“Investigating Gendered Binary Oppositions in Indian Society in the Novels of Kiran Desai and Aravind Adiga through a Feminist and Comparative Approach

Document Type : Original Research

Authors
1 PhD Student, Indian Studies, Faculty of World Studies, University of Tehran, Tehran, Iran
2 Assistant Professor, Faculty of World Studies, University of Tehran, Tehran, Iran
Abstract
This study aims to investigate the binary oppositions existing in the novels of Kiran Desai and Aravind Adiga. As Hellen Cixous and Luce Irigaray, two French feminists argue, gender binaries are designed in a way that women are always placed at a lower position than men.
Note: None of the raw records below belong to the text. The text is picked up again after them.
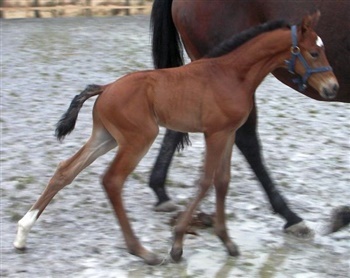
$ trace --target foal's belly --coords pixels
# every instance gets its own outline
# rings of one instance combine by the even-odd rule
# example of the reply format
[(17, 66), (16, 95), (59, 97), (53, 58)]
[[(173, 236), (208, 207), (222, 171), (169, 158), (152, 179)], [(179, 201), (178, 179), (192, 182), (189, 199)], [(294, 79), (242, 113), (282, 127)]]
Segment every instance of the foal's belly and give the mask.
[(155, 110), (158, 125), (180, 132), (236, 131), (247, 120), (253, 102), (196, 103), (191, 107), (162, 106)]
[[(163, 107), (164, 108), (164, 107)], [(198, 113), (186, 110), (161, 109), (155, 112), (158, 125), (180, 132), (202, 132)]]

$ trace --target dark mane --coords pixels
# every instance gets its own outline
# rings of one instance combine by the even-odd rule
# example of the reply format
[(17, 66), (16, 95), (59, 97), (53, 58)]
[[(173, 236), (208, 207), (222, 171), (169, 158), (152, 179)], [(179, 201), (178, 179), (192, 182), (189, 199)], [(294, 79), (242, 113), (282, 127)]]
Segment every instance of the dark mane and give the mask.
[(221, 42), (219, 45), (210, 50), (205, 57), (214, 58), (223, 56), (262, 33), (283, 27), (289, 28), (290, 25), (285, 20), (274, 20), (254, 26)]

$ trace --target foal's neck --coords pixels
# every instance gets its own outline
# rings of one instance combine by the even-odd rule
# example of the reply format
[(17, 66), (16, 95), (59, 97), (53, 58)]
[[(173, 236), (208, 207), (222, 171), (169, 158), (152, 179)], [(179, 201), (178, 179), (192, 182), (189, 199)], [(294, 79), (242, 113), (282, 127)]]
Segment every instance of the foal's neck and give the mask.
[(263, 79), (277, 68), (285, 67), (292, 45), (290, 30), (264, 33), (227, 55), (248, 91), (254, 93)]

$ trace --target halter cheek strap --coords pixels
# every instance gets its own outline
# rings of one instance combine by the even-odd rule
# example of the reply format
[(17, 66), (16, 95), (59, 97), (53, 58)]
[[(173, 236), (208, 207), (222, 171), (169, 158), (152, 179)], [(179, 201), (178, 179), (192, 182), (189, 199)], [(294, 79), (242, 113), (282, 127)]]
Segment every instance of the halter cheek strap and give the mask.
[(293, 25), (291, 27), (291, 34), (292, 34), (292, 47), (290, 48), (290, 52), (292, 56), (289, 60), (286, 60), (285, 63), (290, 73), (297, 74), (295, 72), (295, 63), (297, 59), (300, 60), (300, 62), (305, 68), (305, 74), (303, 76), (298, 75), (296, 78), (293, 79), (293, 82), (298, 84), (300, 91), (304, 91), (307, 87), (307, 80), (309, 79), (311, 74), (317, 73), (317, 72), (333, 71), (333, 69), (331, 66), (311, 68), (309, 64), (306, 62), (304, 56), (300, 52), (300, 48), (298, 46), (296, 25)]

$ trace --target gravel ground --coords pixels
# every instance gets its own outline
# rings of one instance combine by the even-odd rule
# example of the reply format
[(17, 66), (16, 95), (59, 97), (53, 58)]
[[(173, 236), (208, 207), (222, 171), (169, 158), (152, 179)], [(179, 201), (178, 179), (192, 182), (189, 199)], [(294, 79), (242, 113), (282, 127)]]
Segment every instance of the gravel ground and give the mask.
[[(72, 97), (152, 67), (148, 16), (1, 21), (1, 277), (350, 277), (350, 233), (323, 236), (331, 210), (350, 200), (350, 109), (321, 103), (273, 77), (257, 92), (263, 153), (291, 207), (315, 229), (305, 240), (283, 233), (283, 221), (235, 150), (228, 226), (241, 256), (230, 258), (211, 229), (186, 237), (179, 264), (150, 267), (129, 255), (100, 175), (114, 151), (62, 190), (34, 226), (28, 249), (12, 246), (17, 221), (42, 192), (59, 161), (88, 138), (93, 101), (75, 131), (59, 143), (54, 126)], [(164, 133), (162, 130), (161, 135)], [(159, 136), (125, 185), (129, 218), (141, 241), (164, 259), (173, 214), (152, 210), (147, 186)], [(201, 134), (178, 153), (168, 191), (180, 206), (192, 196), (203, 154)], [(211, 212), (212, 194), (201, 208)]]

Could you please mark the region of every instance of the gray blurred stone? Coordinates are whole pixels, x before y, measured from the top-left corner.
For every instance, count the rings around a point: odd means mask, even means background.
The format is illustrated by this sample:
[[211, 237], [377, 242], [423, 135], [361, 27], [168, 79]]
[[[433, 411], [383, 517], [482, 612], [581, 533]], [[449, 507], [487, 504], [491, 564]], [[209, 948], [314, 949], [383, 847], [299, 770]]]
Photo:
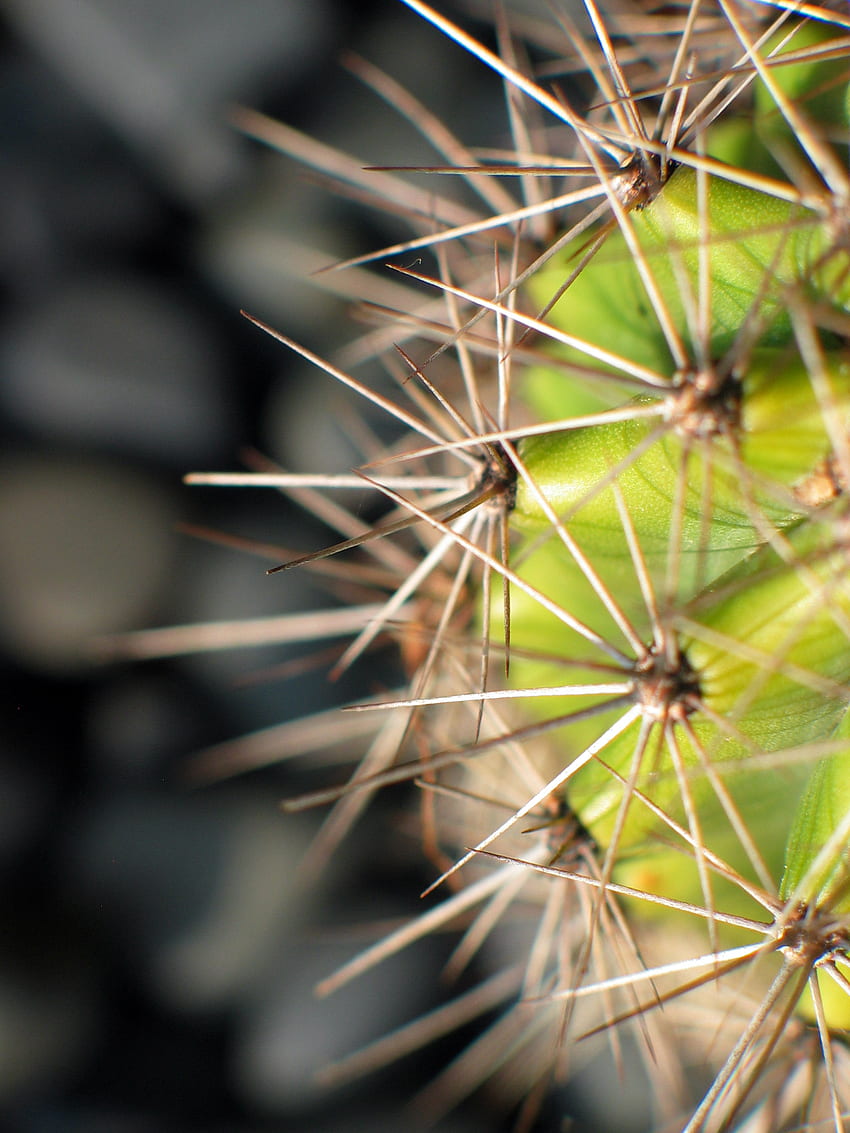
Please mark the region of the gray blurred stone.
[[46, 438], [202, 460], [229, 431], [211, 333], [177, 294], [111, 274], [68, 280], [7, 328], [0, 406]]
[[16, 302], [93, 248], [112, 258], [143, 246], [162, 223], [125, 147], [31, 56], [4, 56], [0, 67], [0, 150], [0, 281]]
[[[191, 688], [191, 686], [190, 686]], [[86, 746], [106, 783], [145, 783], [201, 742], [203, 701], [171, 670], [144, 665], [106, 674], [88, 699]]]
[[316, 997], [318, 981], [381, 932], [348, 939], [316, 932], [281, 958], [246, 1011], [234, 1051], [237, 1088], [252, 1108], [280, 1112], [315, 1105], [329, 1092], [319, 1071], [423, 1009], [435, 972], [423, 963], [422, 947], [391, 957], [327, 999]]
[[143, 624], [170, 563], [171, 502], [107, 461], [0, 463], [0, 641], [22, 663], [87, 667], [94, 639]]
[[157, 1002], [239, 1006], [304, 918], [307, 829], [246, 791], [115, 796], [81, 816], [68, 884], [98, 902]]
[[19, 34], [171, 191], [208, 200], [236, 177], [228, 104], [295, 82], [333, 27], [322, 0], [7, 0]]

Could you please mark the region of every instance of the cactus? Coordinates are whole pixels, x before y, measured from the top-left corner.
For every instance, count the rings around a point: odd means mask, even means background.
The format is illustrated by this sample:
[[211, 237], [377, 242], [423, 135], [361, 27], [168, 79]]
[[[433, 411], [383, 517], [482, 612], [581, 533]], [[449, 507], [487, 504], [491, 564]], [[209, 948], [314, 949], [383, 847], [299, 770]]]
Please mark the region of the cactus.
[[416, 780], [448, 894], [320, 990], [466, 917], [457, 973], [530, 911], [515, 970], [420, 1025], [501, 1005], [420, 1109], [495, 1077], [530, 1128], [626, 1032], [658, 1129], [842, 1130], [850, 18], [692, 0], [632, 30], [586, 0], [588, 30], [561, 13], [552, 32], [596, 85], [582, 116], [503, 16], [496, 54], [403, 2], [503, 79], [516, 153], [479, 161], [418, 115], [448, 154], [435, 180], [455, 167], [484, 209], [411, 197], [413, 237], [371, 257], [409, 296], [376, 313], [394, 392], [258, 324], [397, 433], [348, 479], [246, 478], [372, 485], [389, 507], [369, 530], [337, 510], [340, 542], [274, 568], [333, 585], [334, 556], [357, 556], [374, 602], [335, 671], [379, 635], [405, 670], [356, 706], [377, 722], [351, 779], [286, 805], [331, 804], [320, 861], [376, 790]]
Desai and Adiga’s novels are chosen for this study because they are from a new generation of Indian writers and their booker prize winner novels suggest their popularity and prominence in Indian English literature. Choosing a male and female writer provides the opportunity to compare the works of authors of each sex as well. Finding the patriarchal binaries existing in the novels and highlighting the parts where these structures are broken by each writer based on Cixous's theory is the first step in analyzing the novels. Then comparing how the authors posited female characters in relation to the male ones is the second step taken in this analytical study. This study applies thematic analysis on two novels i.e. The White Tiger and Selection Day by Aravind Adiga and The Inheritance of Loss and Hullabaloo in the Guava Orchard by Kiran Desai. Based on the findings, Desai and Adiga both suggested the existing binaries; however, Desai did it with detailed depiction of characters and relations while Adiga had a more comprehensive way to show the issues related to women and were considered so peripheral that did not worth depicting.